I was talking this over with an editor yesterday, and we decided that for all
the whines and whimpers, this is probably the best era for hobbyist woodworkers
vis a vis tools that has ever existed. You can get it all, from Lie-Nielsen
reproductions (and LN improvements along with Veritas improvements) on
classical hand tools, but you can also get a wider than ever variety of brands
of power tools to add to that, with a greater than ever variety of power tools.

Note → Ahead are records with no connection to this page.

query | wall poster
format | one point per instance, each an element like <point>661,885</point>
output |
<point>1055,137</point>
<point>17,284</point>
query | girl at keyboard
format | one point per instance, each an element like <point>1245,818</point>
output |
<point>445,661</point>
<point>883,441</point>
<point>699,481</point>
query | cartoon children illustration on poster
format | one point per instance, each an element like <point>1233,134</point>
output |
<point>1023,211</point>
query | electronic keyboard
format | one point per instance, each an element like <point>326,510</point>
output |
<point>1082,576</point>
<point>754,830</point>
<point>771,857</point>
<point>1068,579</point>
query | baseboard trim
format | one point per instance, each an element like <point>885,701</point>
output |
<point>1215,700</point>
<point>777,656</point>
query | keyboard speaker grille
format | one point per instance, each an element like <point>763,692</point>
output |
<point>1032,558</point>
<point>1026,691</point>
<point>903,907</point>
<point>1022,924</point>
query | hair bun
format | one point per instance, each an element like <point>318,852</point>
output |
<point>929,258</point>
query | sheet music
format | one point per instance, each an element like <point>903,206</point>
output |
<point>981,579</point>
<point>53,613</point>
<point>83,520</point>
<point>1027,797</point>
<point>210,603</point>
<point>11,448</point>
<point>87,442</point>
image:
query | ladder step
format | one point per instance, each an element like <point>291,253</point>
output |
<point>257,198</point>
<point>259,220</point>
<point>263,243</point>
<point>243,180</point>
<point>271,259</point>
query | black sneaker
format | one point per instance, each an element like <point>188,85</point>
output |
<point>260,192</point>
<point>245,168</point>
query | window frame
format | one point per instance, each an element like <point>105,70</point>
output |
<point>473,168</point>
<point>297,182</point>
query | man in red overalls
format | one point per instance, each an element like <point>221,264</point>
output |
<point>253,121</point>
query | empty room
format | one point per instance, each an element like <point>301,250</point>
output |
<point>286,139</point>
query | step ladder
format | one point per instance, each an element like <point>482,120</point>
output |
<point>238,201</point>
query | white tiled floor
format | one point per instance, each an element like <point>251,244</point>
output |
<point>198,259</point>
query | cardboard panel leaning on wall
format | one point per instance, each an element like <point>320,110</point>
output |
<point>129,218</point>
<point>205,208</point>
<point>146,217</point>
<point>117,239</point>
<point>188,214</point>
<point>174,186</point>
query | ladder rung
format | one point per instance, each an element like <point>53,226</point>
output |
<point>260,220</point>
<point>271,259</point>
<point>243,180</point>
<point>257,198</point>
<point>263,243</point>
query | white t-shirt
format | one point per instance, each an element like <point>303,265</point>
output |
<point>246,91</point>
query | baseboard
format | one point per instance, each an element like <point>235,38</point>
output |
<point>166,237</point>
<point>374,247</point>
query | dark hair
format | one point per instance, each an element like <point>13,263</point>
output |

And most of those tools are of good or better quality, with much the lower end
stuff halfway decent starter tools at almost no investment (though I've got to
admit that a $40 CMS would find me standing WELL to one side on start-up, not
just the first time, but every time).
As time has passed, lower level tools have been improved. There are still
"engineering" glitches that are surprising in some, alignment problems that may
be easy, or impossible, to fix and a host of other possible problems. But the
operative word, I think, is "possible". Most of what you'll find out there is
workable, some of it is quite good, and some of it is excellent (Laguna
bandsaws tend to fall in the latter category, and most often get tested with
other tools in the same category).
I've hammered, and seen hammered, too many large advertisers' products over the
years to believe that many of the writers in the field are going easy because a
company buys five or six or eight pages of ads per month in a particular
magazine. And in the years I've been doing this work, I have never had an
editor to tell me to favor an advertised tool over a non-advertised tool, or to
favor a tool that doesn't deserve. The actual deal is usually, "Tell my readers
what features the tools have and how well those features work."
Tool tests serve their purpose if they give the reader an overview of many
(sometimes not even most) of the brands out there, their prices and where those
prices fit in the general range of the category, their ease of assembly (or
lack of ease) and adjustment, their suitability for doing the jobs considered
normal for the category, and the likelihood they'll keep doing those jobs for a
reasonable length of time. If you expect detailed 10,000 bf use tests of each
tool, or even in each category, then you're wasting your time.
Personally, I consider them a little like vehicle tests, which are done
differently at Road & Track than they are at Consumer Reports. I'm maybe not in
the market for a vehicle from either end of that spectrum, but the tests
themselves may prove of value in finding out which vehicles fit into those
particular areas. Use the tests as another way of gathering information on the
tools you want or need. And realize that they're not, and can't be, complete,
and you'll come away a lot happer. Read multiple tool tests and decide. I've
differed with some magazines as to features that are valuable...Pop.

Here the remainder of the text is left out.